Adore Me, a lingerie company, uses A/B testing to determine
which photos generate the most clicks and the most buys. For reach product, Adore Me photographs
multiple versions of models to run on the websites. Each characteristic is photographed – from different models, poses, angles, colors,
hand positions – and the photos are tested on the website to see which one
sells better.
“We see the impact of each picture in some sort of parallel
process,” Adore Me Founder and CEO and
Harvard Business School grad Morgan Hermand-Waiche comments. For every thousand people who visit the
website, 500 will be shown Picture A and 500 will be shown Picture B, and
whichever group buys the most will conclude which picture was more successful. This exercise, known as A/B testing, is used
throughout the technology space. Netflix
A/B tests its queue design to maximize binge-watching; Google A/B tests the
color of its links to maximize clicks; the Obama campaign A/B tests its website
to maximize campaign donations. Although
these websites use big data to optimize human behavior and maximize conversion,
Adore Me uses beautiful human beings to generate sales on its website.

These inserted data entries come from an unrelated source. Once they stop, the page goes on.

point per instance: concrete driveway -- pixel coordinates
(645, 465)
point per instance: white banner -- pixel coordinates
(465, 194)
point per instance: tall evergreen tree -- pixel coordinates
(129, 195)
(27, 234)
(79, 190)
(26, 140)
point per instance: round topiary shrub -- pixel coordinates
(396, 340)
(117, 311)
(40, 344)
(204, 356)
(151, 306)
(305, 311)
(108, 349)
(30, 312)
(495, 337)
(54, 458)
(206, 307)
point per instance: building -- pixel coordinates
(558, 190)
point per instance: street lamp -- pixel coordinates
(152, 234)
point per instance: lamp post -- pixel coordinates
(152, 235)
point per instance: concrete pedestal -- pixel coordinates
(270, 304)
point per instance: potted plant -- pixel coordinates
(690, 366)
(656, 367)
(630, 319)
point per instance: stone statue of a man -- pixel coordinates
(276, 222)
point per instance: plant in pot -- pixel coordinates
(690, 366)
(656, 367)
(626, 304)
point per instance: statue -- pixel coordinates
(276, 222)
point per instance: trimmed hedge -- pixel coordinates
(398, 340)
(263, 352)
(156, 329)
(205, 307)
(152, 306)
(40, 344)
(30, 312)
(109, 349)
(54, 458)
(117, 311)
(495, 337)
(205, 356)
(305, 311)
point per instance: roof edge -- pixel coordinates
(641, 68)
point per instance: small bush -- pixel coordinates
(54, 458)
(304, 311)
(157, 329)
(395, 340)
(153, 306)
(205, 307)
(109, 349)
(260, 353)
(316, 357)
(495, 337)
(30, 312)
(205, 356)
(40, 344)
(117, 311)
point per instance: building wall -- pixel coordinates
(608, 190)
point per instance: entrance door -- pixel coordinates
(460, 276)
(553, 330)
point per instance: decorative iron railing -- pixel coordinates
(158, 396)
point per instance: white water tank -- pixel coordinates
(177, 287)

Adore Me is not the only online clothing retailer that uses
A/B testing to optimize product display. “I would say a large majority of
online retailers are doing some level of A/B testing for campaign optimization,”
says Matt Helmke, the PR rep for Monetate, which provides “multichannel
personalization” through A/B testing for over 300 top retail brands. If the website determines that you are female, it will provide a different e-commerce experience by showing you a picture of the product on real women, because "that's what women like".
It is interesting to see how A/B testing has evolved from
the simple subject-line, timing of day, content e-mail and website layout testing to more personalized shopping experience on the website. In the old glorious advertising days, print ads were tested to see which ad would resonate better with the consumer. Now, photography testing is done online in real-time to see which photo sells most.